The real number is about 34%.

Official stats on voting by race aren’t kept, but from exit polls, vote totals, and census information, you can estimate this stuff pretty well. About 38% of the voting age population of the United States turned out to vote in yesterday’s election. There are about 26.5 million African Americans of voting age in the United States. According to exit poll data, blacks made up about 10% of the total electorate this year. About 90 million people voted in this election, and if 10% of them were black, that makes 9 million. Nine million is 34% of 26.5 million.
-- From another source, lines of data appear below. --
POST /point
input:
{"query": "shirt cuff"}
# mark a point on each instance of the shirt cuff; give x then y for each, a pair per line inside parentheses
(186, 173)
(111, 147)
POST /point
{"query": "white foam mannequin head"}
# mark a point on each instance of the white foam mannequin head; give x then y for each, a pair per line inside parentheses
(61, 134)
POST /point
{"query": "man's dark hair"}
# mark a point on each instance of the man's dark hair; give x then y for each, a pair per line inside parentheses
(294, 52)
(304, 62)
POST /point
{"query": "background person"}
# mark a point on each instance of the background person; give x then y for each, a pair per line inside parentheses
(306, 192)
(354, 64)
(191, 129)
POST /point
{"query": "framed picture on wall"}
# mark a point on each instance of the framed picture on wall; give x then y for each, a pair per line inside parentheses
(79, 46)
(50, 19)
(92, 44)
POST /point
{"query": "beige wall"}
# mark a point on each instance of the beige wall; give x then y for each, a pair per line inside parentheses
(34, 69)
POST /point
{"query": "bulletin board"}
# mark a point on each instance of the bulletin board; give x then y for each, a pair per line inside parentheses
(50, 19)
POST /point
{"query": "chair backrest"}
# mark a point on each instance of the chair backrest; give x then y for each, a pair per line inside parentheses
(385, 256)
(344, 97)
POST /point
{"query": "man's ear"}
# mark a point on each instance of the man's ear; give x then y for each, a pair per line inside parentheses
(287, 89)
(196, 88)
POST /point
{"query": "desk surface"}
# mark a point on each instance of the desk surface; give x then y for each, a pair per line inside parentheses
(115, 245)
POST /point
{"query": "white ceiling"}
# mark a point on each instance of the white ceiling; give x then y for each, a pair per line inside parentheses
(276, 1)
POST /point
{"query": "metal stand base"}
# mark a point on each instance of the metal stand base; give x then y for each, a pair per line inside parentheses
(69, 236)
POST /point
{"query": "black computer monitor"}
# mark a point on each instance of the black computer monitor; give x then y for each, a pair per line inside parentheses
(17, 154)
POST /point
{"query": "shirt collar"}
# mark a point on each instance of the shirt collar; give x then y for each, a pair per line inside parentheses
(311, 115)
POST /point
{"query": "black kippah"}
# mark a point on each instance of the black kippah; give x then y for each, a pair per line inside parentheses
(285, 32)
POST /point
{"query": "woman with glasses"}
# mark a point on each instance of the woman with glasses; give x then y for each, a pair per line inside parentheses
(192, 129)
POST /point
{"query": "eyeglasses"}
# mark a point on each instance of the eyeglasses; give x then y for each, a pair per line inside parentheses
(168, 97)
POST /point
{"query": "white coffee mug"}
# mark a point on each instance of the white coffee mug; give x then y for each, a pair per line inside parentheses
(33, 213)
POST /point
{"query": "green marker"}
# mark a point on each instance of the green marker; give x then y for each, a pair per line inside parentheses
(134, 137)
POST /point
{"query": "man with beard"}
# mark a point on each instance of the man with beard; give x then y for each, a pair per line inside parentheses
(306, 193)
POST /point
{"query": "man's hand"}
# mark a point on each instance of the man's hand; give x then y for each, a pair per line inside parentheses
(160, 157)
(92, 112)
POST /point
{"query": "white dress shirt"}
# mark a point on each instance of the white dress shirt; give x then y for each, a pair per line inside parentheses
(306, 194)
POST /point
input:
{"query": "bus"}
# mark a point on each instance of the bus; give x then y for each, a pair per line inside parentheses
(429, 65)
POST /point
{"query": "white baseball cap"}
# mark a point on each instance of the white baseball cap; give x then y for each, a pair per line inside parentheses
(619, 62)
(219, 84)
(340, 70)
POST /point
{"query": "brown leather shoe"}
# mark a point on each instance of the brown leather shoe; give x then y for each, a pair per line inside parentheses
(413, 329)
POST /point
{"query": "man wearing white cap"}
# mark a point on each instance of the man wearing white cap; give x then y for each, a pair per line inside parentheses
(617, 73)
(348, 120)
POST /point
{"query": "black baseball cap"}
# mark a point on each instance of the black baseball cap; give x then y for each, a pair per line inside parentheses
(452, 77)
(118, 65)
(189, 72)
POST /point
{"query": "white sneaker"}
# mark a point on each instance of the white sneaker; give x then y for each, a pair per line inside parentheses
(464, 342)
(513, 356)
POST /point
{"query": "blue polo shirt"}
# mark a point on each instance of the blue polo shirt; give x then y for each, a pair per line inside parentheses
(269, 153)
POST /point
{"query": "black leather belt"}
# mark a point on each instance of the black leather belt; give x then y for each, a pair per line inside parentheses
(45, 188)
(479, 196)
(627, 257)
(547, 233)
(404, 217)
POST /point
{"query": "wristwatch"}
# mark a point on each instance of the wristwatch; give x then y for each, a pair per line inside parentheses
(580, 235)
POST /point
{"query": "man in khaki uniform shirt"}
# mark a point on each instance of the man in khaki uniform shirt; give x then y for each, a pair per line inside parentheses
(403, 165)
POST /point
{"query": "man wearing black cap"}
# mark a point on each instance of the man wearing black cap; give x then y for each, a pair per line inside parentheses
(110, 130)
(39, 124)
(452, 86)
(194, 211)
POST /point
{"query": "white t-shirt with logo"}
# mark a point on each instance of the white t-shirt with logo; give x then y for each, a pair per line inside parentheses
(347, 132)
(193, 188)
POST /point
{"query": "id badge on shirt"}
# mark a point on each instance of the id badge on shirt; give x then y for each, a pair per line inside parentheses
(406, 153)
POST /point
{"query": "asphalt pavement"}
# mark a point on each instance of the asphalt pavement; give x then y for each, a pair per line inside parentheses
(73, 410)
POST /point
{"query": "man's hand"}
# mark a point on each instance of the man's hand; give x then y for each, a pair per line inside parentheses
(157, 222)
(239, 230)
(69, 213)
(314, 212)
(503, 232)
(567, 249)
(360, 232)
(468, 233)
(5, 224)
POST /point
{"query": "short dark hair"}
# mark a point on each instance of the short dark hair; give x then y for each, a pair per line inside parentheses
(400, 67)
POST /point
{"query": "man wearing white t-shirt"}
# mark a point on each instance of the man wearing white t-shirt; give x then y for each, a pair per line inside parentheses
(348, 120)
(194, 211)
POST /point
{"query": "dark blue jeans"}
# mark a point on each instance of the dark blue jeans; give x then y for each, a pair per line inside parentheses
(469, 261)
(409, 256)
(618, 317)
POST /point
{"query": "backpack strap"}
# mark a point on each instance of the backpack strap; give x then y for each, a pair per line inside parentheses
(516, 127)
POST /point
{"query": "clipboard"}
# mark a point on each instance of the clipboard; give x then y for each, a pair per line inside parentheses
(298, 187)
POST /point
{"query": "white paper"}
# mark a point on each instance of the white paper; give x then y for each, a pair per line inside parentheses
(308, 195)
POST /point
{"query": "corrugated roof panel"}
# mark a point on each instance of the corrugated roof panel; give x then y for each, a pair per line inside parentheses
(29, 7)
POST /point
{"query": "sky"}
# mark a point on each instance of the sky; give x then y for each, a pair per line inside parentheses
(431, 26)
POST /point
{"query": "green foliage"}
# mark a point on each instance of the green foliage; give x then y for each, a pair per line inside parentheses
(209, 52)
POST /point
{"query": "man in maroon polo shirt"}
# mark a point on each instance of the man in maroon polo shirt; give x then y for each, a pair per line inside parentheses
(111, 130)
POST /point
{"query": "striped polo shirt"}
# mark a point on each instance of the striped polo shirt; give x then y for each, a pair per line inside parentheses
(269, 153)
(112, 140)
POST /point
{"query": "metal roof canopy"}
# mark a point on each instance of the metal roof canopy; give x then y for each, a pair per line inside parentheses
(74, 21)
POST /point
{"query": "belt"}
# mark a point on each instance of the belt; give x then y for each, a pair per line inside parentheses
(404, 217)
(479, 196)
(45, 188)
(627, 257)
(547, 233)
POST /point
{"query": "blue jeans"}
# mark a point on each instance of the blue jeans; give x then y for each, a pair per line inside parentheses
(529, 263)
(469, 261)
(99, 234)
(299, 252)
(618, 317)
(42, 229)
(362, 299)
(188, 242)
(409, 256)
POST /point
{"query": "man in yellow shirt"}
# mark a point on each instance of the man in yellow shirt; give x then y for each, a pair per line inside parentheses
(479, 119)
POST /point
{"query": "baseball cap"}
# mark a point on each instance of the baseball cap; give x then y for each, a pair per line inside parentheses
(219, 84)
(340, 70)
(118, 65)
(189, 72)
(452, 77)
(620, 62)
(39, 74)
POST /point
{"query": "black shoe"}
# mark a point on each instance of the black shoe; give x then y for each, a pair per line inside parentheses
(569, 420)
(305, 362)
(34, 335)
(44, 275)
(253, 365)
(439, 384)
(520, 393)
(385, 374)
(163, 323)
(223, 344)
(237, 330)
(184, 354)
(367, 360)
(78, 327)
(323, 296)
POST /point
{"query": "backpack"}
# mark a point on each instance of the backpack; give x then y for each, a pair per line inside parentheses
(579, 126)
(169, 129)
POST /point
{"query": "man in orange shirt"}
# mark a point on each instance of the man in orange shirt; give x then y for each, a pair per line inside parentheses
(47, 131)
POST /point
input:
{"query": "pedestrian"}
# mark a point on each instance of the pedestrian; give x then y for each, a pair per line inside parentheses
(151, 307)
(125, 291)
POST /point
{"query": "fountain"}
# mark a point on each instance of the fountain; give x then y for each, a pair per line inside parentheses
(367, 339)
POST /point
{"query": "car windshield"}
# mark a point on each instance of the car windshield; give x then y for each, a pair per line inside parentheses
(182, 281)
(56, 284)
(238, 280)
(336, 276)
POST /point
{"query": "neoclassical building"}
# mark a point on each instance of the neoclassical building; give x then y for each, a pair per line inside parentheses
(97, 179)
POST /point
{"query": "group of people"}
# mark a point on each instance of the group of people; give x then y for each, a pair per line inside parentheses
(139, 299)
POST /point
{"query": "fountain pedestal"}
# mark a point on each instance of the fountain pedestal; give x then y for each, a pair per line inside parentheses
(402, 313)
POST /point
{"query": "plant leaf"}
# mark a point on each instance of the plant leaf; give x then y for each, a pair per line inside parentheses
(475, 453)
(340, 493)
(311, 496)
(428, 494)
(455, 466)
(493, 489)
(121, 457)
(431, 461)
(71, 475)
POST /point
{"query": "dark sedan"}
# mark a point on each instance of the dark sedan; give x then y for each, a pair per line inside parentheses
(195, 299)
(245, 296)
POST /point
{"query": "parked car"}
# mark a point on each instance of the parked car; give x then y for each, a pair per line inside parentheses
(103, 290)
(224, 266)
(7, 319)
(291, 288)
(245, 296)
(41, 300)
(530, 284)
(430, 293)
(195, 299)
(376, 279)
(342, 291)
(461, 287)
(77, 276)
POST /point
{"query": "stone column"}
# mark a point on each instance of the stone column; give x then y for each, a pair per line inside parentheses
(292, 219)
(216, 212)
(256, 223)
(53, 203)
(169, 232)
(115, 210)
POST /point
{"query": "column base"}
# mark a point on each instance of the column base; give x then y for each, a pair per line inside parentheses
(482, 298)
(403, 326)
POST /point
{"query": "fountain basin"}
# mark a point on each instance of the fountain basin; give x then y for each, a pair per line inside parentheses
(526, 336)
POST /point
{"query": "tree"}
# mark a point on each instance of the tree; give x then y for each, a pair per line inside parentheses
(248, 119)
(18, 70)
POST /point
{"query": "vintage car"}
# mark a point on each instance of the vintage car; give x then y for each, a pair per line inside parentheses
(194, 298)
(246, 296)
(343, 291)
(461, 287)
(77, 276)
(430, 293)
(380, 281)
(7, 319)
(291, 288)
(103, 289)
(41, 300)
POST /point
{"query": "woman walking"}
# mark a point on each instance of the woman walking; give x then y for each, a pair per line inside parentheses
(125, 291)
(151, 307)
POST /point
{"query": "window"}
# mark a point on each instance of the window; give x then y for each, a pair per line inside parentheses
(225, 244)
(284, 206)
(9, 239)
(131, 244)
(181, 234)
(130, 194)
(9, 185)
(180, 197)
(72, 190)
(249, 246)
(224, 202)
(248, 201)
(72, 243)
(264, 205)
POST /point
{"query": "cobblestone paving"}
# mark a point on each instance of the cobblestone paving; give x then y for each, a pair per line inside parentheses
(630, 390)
In other words, about a third of black adults voted this year, a percentage that’s only slightly lower than the population as a whole.

So where did the 4.7% thing come from? A tweet posted yesterday evening seems to be the source. That tweet, as you can see, is only about Wisconsin, and the guy who tweeted it later clarified that he was only referring to Wisconsin’s 1st Congressional District.

But even that doesn’t make any sense, for a bunch of reasons. But it turns out that Wisconsin’s population is about 6% black, which means that if blacks in Wisconsin were voting at slightly lower numbers than whites, they could easily make up about 4.7% of the total vote in the state.

I can’t prove it yet, but I’m betting someone posted that stat somewhere, someone else misread it, and that’s how this whole thing got started.